TW: attention, ce texte parle de violence et de meurtres dans un contexte conjugale.

Les différentes formes de violence font partie de notre quotidien au Centre des femmes. Dans le cadre de notre travail, nous sensibilisons les différentes intervenant.es du milieu, siégeons sur des Tables de concertation, faisons des actions collectives, des représentations politiques. Mais, surtout, nous accompagnons celles qui vivent ces violences. Nous les écoutons, les soutenons, les croyons. TOUJOURS. Nous pratiquons l’intervention féministe. Qu’est-ce que cela signifie? Que c’est toujours la personne elle-même qui décide, pour elle, à son rythme, dans une démarche sans aucun jugement car nous comprenons les mécanismes utilisés par les agresseurs. Le cycle de la violence est toujours le même, peu importe la victime. C’est à croire que leurs agresseurs se sont tous parlé un matin pour utiliser les mêmes tactiques de manipulation: dénigrement, contrôle, isolement, menaces de suicide, insultes, culpabilisation de la victime, peur, etc. Parce que « fuck », ça marche! L’emprise de la violence conjugale peut être totale et prend toute la place dans la vie de la victime. Contrairement aux autres formes de violences criminelles, la violence conjugale a de particulier que la victime habite avec l’agresseur et qu’il y a un lien intime entre les deux, ce qui rend l’intervention très complexe.

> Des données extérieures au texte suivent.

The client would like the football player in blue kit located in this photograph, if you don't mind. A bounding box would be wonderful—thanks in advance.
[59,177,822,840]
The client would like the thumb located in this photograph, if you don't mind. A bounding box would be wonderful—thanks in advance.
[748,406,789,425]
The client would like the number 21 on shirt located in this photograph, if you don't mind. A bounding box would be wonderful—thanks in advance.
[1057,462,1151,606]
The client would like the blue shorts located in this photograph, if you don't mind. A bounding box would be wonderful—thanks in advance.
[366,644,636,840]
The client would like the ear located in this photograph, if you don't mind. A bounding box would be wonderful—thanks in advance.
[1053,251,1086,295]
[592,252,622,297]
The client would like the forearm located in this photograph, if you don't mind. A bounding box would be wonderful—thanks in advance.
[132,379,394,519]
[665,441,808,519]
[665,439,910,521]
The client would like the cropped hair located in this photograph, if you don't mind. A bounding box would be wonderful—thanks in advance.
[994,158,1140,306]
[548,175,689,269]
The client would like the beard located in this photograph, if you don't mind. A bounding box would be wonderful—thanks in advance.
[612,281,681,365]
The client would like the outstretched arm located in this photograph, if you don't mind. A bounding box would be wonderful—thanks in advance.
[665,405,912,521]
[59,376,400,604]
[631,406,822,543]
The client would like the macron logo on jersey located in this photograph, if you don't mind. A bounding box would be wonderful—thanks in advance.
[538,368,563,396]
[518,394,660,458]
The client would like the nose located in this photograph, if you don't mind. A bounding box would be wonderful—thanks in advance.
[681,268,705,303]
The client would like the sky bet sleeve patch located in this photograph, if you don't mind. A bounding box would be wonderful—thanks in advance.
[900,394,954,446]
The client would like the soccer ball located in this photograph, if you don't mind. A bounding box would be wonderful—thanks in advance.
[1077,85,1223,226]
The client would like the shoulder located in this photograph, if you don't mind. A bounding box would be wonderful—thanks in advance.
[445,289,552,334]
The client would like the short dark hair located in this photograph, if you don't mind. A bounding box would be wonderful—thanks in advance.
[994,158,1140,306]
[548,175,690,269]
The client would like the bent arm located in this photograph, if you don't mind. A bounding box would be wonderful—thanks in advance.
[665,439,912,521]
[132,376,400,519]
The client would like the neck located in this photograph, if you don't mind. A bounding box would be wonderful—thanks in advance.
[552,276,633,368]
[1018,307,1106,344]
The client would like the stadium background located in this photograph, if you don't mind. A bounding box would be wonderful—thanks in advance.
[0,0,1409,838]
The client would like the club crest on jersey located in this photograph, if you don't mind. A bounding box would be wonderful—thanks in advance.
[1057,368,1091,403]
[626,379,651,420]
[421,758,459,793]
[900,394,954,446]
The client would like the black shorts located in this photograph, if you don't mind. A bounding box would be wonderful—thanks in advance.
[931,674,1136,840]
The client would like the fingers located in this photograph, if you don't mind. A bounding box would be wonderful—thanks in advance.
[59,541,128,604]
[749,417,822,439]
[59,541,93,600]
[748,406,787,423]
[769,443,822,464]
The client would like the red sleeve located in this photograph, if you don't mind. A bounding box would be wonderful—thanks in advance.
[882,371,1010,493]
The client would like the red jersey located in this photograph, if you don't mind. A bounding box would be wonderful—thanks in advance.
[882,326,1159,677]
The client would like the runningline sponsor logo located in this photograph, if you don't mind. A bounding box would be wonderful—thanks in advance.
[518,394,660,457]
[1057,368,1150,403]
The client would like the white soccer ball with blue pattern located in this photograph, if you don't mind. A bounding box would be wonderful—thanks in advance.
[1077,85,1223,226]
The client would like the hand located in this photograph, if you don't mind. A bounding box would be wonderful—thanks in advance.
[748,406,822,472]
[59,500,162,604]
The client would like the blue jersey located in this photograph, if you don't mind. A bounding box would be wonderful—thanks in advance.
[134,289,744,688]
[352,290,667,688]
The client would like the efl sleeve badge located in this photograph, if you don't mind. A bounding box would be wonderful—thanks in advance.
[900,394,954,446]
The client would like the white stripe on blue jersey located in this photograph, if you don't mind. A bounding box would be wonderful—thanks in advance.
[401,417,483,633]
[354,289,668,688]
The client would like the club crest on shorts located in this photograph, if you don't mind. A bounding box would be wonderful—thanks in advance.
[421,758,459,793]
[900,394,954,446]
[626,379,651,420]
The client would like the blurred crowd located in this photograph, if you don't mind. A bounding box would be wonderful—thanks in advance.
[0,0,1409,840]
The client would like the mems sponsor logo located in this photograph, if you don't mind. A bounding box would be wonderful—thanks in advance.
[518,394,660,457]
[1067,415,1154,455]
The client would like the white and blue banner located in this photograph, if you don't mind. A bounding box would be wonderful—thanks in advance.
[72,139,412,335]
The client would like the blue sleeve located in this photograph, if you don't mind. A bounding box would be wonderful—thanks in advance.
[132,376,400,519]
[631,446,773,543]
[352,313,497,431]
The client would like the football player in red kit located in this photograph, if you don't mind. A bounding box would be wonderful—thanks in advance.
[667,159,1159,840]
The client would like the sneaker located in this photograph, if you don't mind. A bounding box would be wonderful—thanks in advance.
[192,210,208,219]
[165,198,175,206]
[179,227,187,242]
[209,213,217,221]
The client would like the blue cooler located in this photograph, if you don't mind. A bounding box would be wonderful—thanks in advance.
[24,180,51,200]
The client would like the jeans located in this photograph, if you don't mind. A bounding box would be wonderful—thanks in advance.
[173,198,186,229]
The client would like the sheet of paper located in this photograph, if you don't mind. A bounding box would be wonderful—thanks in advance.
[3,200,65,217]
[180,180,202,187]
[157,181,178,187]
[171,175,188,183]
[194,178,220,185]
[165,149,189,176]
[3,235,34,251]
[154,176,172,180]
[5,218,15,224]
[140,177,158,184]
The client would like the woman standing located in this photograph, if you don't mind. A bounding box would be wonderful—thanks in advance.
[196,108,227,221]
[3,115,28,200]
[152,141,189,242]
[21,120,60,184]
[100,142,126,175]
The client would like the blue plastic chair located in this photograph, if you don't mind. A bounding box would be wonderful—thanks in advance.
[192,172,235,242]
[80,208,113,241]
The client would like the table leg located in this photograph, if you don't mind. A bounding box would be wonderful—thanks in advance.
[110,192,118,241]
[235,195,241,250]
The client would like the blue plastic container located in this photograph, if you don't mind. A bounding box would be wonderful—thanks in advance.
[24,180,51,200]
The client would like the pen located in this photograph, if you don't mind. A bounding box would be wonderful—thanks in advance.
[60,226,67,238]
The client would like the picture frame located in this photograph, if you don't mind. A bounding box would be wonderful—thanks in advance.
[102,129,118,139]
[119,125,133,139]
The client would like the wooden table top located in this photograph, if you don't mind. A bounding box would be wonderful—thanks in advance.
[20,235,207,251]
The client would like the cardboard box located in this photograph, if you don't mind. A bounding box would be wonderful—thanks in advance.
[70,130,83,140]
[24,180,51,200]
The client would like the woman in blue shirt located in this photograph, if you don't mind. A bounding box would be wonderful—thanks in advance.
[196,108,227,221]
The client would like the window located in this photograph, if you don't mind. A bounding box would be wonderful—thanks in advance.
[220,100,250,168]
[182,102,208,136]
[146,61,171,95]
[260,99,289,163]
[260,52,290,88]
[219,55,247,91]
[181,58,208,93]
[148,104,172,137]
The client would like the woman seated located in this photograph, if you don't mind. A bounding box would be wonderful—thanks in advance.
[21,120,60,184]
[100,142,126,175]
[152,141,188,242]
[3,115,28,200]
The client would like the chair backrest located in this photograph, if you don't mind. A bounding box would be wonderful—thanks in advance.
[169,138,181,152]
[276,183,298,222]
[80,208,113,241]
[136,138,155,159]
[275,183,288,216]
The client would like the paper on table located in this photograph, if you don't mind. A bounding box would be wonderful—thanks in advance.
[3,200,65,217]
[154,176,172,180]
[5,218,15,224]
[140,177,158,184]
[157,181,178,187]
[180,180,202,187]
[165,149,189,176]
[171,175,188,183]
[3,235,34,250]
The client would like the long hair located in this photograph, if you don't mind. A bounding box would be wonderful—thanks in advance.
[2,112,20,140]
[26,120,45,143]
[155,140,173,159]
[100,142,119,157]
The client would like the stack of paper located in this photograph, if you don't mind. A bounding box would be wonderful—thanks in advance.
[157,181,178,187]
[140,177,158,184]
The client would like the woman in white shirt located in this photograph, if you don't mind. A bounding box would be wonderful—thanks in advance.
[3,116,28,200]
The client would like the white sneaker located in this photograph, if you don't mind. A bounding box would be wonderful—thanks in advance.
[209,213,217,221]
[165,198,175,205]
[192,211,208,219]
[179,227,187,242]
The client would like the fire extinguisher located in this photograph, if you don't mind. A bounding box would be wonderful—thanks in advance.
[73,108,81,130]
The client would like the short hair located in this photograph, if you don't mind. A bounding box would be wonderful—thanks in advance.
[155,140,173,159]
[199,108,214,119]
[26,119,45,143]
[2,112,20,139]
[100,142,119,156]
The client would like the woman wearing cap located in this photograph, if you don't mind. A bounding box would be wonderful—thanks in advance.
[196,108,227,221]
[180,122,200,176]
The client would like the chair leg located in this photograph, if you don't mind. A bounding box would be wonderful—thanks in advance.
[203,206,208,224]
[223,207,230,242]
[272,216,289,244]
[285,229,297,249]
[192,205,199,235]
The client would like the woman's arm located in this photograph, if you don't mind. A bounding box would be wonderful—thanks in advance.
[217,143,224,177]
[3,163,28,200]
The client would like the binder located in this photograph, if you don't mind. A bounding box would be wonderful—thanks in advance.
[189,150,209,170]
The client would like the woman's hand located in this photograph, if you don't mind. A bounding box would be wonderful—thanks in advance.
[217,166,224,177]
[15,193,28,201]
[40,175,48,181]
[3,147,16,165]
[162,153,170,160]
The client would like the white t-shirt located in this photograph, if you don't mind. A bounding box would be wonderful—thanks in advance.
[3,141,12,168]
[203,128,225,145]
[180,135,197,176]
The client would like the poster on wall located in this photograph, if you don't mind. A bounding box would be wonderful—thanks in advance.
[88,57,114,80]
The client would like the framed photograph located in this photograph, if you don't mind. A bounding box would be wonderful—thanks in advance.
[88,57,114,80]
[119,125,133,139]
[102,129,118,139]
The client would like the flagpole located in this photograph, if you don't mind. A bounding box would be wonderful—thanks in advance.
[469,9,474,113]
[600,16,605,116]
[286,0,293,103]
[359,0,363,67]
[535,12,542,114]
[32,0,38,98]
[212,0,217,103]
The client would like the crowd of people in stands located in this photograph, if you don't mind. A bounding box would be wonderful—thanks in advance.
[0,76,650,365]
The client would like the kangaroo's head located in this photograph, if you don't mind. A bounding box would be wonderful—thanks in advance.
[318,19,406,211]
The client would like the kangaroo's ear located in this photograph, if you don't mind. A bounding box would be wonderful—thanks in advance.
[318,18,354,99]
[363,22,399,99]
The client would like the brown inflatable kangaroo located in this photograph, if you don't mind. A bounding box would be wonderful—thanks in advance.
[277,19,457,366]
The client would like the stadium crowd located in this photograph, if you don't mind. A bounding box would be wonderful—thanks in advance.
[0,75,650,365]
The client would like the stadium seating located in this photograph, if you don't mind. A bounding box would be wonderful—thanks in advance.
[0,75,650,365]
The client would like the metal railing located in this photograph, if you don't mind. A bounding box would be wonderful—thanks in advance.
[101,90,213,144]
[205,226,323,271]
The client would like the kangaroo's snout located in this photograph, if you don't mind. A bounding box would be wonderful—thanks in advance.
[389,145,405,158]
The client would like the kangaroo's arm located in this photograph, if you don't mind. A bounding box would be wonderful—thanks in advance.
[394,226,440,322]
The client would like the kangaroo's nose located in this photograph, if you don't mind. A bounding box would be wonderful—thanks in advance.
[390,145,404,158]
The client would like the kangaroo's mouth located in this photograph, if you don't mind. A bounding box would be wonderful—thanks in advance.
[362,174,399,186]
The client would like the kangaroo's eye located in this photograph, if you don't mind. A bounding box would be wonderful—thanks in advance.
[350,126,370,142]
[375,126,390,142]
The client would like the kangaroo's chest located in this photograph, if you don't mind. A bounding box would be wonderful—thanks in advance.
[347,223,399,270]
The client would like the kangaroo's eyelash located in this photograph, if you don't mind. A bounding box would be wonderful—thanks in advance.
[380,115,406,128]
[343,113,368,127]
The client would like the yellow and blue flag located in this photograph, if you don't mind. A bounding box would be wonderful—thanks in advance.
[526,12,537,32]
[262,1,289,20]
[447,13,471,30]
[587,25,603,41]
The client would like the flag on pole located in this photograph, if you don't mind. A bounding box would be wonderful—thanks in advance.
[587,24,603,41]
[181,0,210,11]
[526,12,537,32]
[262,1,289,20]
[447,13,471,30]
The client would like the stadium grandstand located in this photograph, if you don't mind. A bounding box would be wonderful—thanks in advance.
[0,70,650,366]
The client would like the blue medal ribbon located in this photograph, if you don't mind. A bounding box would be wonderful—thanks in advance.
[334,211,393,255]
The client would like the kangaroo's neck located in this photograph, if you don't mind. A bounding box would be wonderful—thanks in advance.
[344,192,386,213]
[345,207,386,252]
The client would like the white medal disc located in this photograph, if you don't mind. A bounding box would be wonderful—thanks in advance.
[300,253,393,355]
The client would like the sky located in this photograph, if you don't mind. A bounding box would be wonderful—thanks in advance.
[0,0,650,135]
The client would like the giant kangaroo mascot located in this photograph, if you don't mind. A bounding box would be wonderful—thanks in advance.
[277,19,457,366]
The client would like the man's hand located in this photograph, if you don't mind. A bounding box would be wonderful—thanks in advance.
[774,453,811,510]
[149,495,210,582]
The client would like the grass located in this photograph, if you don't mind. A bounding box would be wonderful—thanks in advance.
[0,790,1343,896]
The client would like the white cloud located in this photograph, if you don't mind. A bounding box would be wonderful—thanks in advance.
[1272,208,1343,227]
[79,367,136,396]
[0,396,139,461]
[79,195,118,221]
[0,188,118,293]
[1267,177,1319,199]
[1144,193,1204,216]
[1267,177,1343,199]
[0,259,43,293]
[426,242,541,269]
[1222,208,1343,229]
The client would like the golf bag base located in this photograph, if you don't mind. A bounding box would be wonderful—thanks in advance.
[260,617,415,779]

Bref, l’intervenante en moi se questionne. Notre approche est-elle la bonne? Je me demande si, dans une autre situation, on « attendrait » que la victime soit prête. Je me demande si on laisserait faire en toute impunité un homme que nous savons violent dans un autre contexte que conjugal. Je sais que vous allez me répondre oui… et c’est ce qui arrive. Mais je me demande si nous sommes trop « douces » dans nos interventions. Je pèse mes mots car mon objectif n’est pas d’infantiliser. Et n’est-ce pas banaliser un peu ces violences que d’attendre? Attendre le pire? Pour constater les conséquences des violences qui restent pour la Vie. Toutes les situations de violence conjugale sont aussi pires, sont aussi graves les unes que les autres. Je n’ai pas la solution, je sais que nous ne pouvons pas forcer personne à quitter. Mais je ne vous cache pas que chaque situation de violence conjugale que je vois passer au Centre, je dois vivre avec l’idée qu’elles pourraient être tuées. Et c’est insupportable. Je désire vous entendre sur le sujet, collègues féministes.

Si vous avez besoin de parler, de conseil ou de soutien, contactez SOS Violence conjugale 24/7

1-800-363-9010

Crédits Illustration de bannière : Binette
Crédits photo : Shown Morin

Une réponse

  1. Julie Blackburn, elle dit :

    Le questionnement est tellement juste !
    Je crois que cela relève du système sexiste dans lequel on évolue ET de la manipulation sournoise qui s’installe dans la relation.
    Comme l’intervention féministe en contexte de violence conjugale n’est pas reconnu au niveau gouvernemental, le système n’agira pas officiellement. Nous devons continuer à travailler à sensibiliser et à conscientiser tout le monde pour une pleine reconnaissance du problème systémique. Par la suite, nous pourrons mieux encadrer les interventions de préventions à la violence. Même dans notre système scolaire, les interventions ne sont pas définies en contexte de violence (autre que de l’intimidation et même là, l’intimidation a le dos large).
    Je terminerai mon commentaire en affirmant que quand on sait que le profil des hommes au pouvoir est sensiblement le même qu’un pervers narcissique et que ce mode de manipulation sert à étendre l’éternel néocapitalisme, on est pas sortie du bois ! En toute sororité. Féminicides, encore une de trop.